Resume
eyoDWiprDkc • Uji ANAKOVA Satu Jalur menggunakan SPSS, Uji Asumsi, serta uji Nonparametrik Penggantinya
Updated: 2026-02-12 02:11:13 UTC

Berikut adalah rangkuman komprehensif dan terstruktur dari konten video mengenai analisis One-Way ANCOVA menggunakan SPSS.


Panduan Lengkap Analisis One-Way ANCOVA Menggunakan SPSS: Uji Asumsi, Efek Ukuran, dan Alternatif Non-Parametrik

Inti Sari (Executive Summary)

Video ini memberikan tutorial mendalam tentang cara melakukan analisis One-Way ANCOVA (Analysis of Covariance) menggunakan SPSS, yang bertujuan untuk membandingkan mean lebih dari dua kelompok dengan mengontrol variabel pengganggu (kovariat).
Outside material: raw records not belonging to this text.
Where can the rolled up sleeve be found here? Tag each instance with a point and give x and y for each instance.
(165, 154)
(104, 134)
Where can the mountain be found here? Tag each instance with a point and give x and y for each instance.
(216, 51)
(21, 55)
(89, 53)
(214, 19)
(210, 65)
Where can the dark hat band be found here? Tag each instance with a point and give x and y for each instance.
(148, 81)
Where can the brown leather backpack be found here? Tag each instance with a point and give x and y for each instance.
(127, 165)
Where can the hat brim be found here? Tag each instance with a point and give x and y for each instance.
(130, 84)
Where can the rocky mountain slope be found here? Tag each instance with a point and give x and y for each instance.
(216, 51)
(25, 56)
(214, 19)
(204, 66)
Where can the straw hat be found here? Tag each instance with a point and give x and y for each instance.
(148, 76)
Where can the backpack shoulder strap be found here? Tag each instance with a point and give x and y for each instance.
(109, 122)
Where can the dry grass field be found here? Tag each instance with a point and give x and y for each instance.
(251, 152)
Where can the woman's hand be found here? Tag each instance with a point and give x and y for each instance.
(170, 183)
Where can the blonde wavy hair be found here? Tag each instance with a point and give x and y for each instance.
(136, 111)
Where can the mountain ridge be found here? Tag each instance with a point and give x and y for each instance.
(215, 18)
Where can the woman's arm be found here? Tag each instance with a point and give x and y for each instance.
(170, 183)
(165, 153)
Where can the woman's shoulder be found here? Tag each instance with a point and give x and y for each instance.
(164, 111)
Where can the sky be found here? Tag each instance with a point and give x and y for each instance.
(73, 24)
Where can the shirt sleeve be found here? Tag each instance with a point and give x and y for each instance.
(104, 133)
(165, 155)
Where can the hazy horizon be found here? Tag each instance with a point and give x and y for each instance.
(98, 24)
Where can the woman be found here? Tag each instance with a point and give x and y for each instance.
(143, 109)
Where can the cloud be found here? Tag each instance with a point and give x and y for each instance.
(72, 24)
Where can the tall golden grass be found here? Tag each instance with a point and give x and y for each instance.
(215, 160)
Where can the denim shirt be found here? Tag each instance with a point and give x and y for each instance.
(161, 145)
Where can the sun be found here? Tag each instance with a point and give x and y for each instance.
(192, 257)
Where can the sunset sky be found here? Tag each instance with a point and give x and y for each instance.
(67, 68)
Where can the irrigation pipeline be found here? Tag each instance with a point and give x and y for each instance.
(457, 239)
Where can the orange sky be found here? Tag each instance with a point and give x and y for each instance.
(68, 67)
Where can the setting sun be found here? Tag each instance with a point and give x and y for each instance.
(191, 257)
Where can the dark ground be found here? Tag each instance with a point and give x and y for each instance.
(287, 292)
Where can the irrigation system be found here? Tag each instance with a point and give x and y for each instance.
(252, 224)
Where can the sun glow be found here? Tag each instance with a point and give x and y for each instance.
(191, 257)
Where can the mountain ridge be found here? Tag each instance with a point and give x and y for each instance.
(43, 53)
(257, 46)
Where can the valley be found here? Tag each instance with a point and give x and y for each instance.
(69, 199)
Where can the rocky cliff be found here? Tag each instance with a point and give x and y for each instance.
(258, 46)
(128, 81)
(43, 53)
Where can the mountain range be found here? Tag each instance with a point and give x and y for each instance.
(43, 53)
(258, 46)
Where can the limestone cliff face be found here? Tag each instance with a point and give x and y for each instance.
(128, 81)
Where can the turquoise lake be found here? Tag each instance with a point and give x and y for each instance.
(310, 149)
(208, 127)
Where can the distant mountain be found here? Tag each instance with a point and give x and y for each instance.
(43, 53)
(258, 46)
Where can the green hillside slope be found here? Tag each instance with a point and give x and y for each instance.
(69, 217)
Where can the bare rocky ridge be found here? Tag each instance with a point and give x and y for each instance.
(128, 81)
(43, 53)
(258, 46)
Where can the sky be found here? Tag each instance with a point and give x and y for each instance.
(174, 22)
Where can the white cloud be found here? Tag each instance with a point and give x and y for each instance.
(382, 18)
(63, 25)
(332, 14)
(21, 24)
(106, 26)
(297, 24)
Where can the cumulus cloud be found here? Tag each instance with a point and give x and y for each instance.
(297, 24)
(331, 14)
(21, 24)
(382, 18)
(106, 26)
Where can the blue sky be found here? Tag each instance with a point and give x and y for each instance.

Pembahasan mencakup definisi, persiapan data, langkah-langkah analisis parametrik, pengujian asumsi (normalitas, linearitas, homogenitas), perhitungan efek ukuran, hingga alternatif analisis non-parametrik (Quade's Rank Analysis of Covariance) jika asumsi statistik tidak terpenuhi.


Poin-Poin Kunci (Key Takeaways)

  • Perbedaan ANOVA dan ANCOVA: ANCOVA mirip dengan ANOVA tetapi melibatkan variabel kovariat untuk mengontrol pengaruh variabel luar (confounding variable), sehingga menggunakan Adjusted Mean (rerata yang disesuaikan).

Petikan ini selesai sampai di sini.